Representatives from Volvo, Tesla, Bosch and Navya ( a new manufacturer of driverless shuttle buses) described their technology and directions. After a raising expectations of an exciting announcement by first showing a slide full of fine-print with terms such as "safe harbour" and saying "Tesla doesn't normally do this", the Tesla presenter turned out to be a sales rep and showed a couple of marketing videos most attendees had already seen. He also repeated Elon Musk's assertion made in October that Tesla will deliver a fully autonomous car by 2018, qualifying somewhat by describing that date as "Elon time". I'm sure he was meaning his boss was optimistic, not delusional. The apparent consensus from presenters was that fully autonomous cars capable of operating in all environments would probably not be commercialised until 2020 at the earliest, and possibly as late as 2030, although specialised operation in certain settings would almost certainly be available before unrestricted autonomy.
Philosopher Robert Sparrow from Monash went over some well-discussed ethical and commercial issues raised by cars that could be programmed to kill their passengers. Gerard Waldron, Managing Director, ARRB and Rita Excell also from ARRB described the rationale and operation of their new Australian Driverless Vehicle Initiative (ADVI).
Robert Anderson and Jeremy Woolley from the Adelaide University's Centre for Automotive Safety Research discussed benefits of auto safety systems and made some interesting points about safety spending.

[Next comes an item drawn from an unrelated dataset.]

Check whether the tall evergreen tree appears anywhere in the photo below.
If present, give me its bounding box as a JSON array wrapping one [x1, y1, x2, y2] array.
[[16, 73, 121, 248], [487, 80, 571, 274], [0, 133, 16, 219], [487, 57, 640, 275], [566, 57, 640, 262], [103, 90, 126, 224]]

For example, it is known that sealing a road shoulder helps drivers maintain control should they stray off the main road; but as more cars are fitted with better brakes and stability control, is this the best use of public funds?

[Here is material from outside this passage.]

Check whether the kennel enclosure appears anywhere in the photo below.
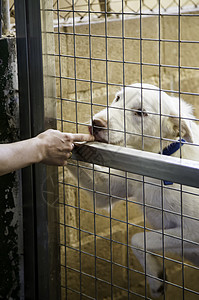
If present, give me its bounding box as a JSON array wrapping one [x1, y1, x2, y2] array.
[[11, 0, 199, 299]]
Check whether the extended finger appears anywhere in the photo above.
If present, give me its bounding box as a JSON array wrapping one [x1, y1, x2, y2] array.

A major theme to emerge during the conference was the care required during the transition from full human control of cars through the increasing levels of automation to fully autonomous operation. Many speakers discussed the vital but difficult "human factors" problem of making it clear what the car is doing and who is responsible. Simon Henderson, a pilot and manager of Virgin's Fleet Standards discussed autonomous aviation systems, warning that great care must be taken in their design as otherwise monitoring them can require more knowledge than flying. Apparently, one of the most frequent final things heard in flight-recorder post-mortems is "What's it doing now?"

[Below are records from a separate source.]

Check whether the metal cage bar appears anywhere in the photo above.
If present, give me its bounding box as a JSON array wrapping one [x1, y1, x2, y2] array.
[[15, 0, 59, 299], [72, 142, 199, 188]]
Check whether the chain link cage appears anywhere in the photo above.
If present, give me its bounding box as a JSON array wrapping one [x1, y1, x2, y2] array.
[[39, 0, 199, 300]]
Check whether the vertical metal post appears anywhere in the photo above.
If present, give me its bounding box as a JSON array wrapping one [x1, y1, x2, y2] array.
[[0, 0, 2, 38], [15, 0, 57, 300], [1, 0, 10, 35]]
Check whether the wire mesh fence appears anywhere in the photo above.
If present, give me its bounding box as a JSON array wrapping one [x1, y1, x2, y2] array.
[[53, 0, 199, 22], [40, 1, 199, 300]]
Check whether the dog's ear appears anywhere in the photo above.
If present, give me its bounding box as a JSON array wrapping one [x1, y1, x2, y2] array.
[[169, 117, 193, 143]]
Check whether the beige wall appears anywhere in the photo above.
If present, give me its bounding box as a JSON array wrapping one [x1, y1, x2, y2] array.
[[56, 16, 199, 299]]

Another common theme was that the synergy of autonomous driving technology, V2V and V2I communications, electric vehicles and on-demand travel in a shared fleet of cars, together forms intelligent transport systems (ITS) capable of delivering much cheaper, cleaner and more convenient transport. (Yes, "ITS" is a "thing" you can expect to hear a lot about in the coming years.)
As Andrew Somers from Transoptim Consulting observed "transport has not been seriously disrupted for some time", but that period of stability is about to end.
Whether the great potential of commercially available fully autonomous cars is realised within 3 years as claimed by Tesla CEO Elon Musk, or within 5 years as predicted by Ford CEO Mark Fields and by Google, or even with 10 or 15 years is almost immaterial, because urban infrastructure is planned, built and maintained over generations.
The internet transformed the world of communications and ideas by facilitating the very cheap and near instantaneous dissemination of information. Autonomous cars promise a correspondingly dramatic revolution in the movement of people and physical goods, with far-reaching flow-on effects on where and how we live. The better prepared we are, the greater the benefits we will derive.